It was said this Tuesday morning that Los Angeles is a crossroads city.
Here the stories of the United States, Latin America and Spain are linked.
And in a small private movie theater located halfway between Hollywood and the San Fernando Valley, just that has happened.
There were less than fifty seats, occupied by the Queen of Spain, Letizia Ortiz, diplomatic personnel from that territory called Ibero-America, a poet of the caliber of Luis García Montero, the conductor Gustavo Dudamel and a select sample of the soft power that Latinos have in this city.
They were gathered to celebrate the arrival of the Instituto Cervantes in the city, a promise made a long time ago that finally came to fruition.
The Queen, who a year ago opened a center in Senegal, started the story of Cervantes in the city of happy endings.
Doña Letizia unveiled a commemorative plaque in the parking lot and signed with her own hand and her handwriting something that might seem anachronistic: a guest book.
On the first page, the monarch highlighted "the cultural values" contained by the Spaniard and thanked those who started the cultural center, which today occupies an office building of a company that was dedicated to promoting films.
The written gesture marks the beginning of something.
García Montero, who has presided over the institution since 2018, made reference to this when paraphrasing the legendary novelist from Alcalá de Henares.
"We are in front of a blank page, convinced that we have a lot to tell and a lot to say," said the author from Granada in his speech.
Luisgé Martín, an author with a consolidated career, will be the director of the Los Angeles center.
He has decided to put a special focus on the audiovisual industry in Spanish.
In a closed-door event held on Monday, the Queen suggested that the Cervantes in Los Angeles could become a bridge connecting the Hollywood Film Academy and the different Latin American academies, especially the one in Spain.
In addition to meeting with the heads of five centers in the United States, the monarch listened to Ignacio Darnaude, a Spanish producer who is part of the association that votes for the Oscars.
He told him about the explosive growth of Spanish and Latino in the world of entertainment.
Actors Kate del Castillo and Eugenio Derbez, two Mexican screen stars, also attended the opening of the center.
Del Castillo has played the drug trafficker Teresa Mendoza since 2011 in the popular Telemundo series,
La reina del sur
This morning, Del Castillo joked that the day finally gave the opportunity for a meeting of queens.

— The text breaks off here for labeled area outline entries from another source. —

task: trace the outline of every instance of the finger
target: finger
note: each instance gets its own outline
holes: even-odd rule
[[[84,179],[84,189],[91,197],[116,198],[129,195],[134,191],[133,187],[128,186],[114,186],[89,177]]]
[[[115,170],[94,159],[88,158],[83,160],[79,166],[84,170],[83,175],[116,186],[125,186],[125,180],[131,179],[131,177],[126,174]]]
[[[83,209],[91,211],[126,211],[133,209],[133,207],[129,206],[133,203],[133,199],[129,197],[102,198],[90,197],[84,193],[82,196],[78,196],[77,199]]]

Derbez, who has reappeared in public after suffering an accident, stressed the importance of the arrival of Cervantes in Los Angeles.
"You don't know how many castings I go to where there are Latino actors who don't speak Spanish or who speak it with a very strange accent," said the actor, who was accompanied to the event by his wife, also an interpreter Alessandra Rosaldo. .
The actress María Valverde and the playwright Bárbara Fuchs also attended.
James Costos, former US ambassador to Spain, spoke for a few minutes with Doña Letizia.
Before being sent to Madrid by President Barak Obama, Costos, a film studio executive, was key in bringing multimillion-dollar shootings of American series to Spain.
This Tuesday, he has invited the Queen to learn about the work he does from her studio, Secuoya, to unite both countries.
Created in 1991, the Cervantes landed in the United States four years later.
New York was chosen as the site for the first pike in the United States.
It took 27 years for the institution to reach the most important city on the West Coast, called this Tuesday "the unofficial capital of the Hispanic world" by Juan Fernández Trigo, the Secretary of State for Foreign Affairs for Latin America and the Caribbean.
Due to its geopolitical and cultural power, as well as its demographic development, the United States has become a necessary bet.
In the country there are eight million language students at all levels.
"Looking at Spanish also means looking to the future," said García Montero, who recalled that Spaniards only represent 8% of a Spanish-speaking community of 500 million.
As cherry on the cake, the Cervantes Institute presented the video of a talk between García Montero and Pedro Almodóvar, who will give his name to the library that will house the center.
“This is beyond what I could have dreamed of.
It is a beautiful thing to think that someone there can read for the first time
The mother of Frankenstein
, by Almudena Grandes”, said the Manchego filmmaker to the poet.
In the conversation, the director recalls a meeting with Billy Wilder, who recommended that he not leave his land for Hollywood.
“I have been very clear that my homeland is this language in which I was born.
I had decided when some offers began to rain down on me.
I wanted to continue filming in Spanish and not be tempted to make American films”, he confessed.
Today Spanish knocks on the doors of Hollywood.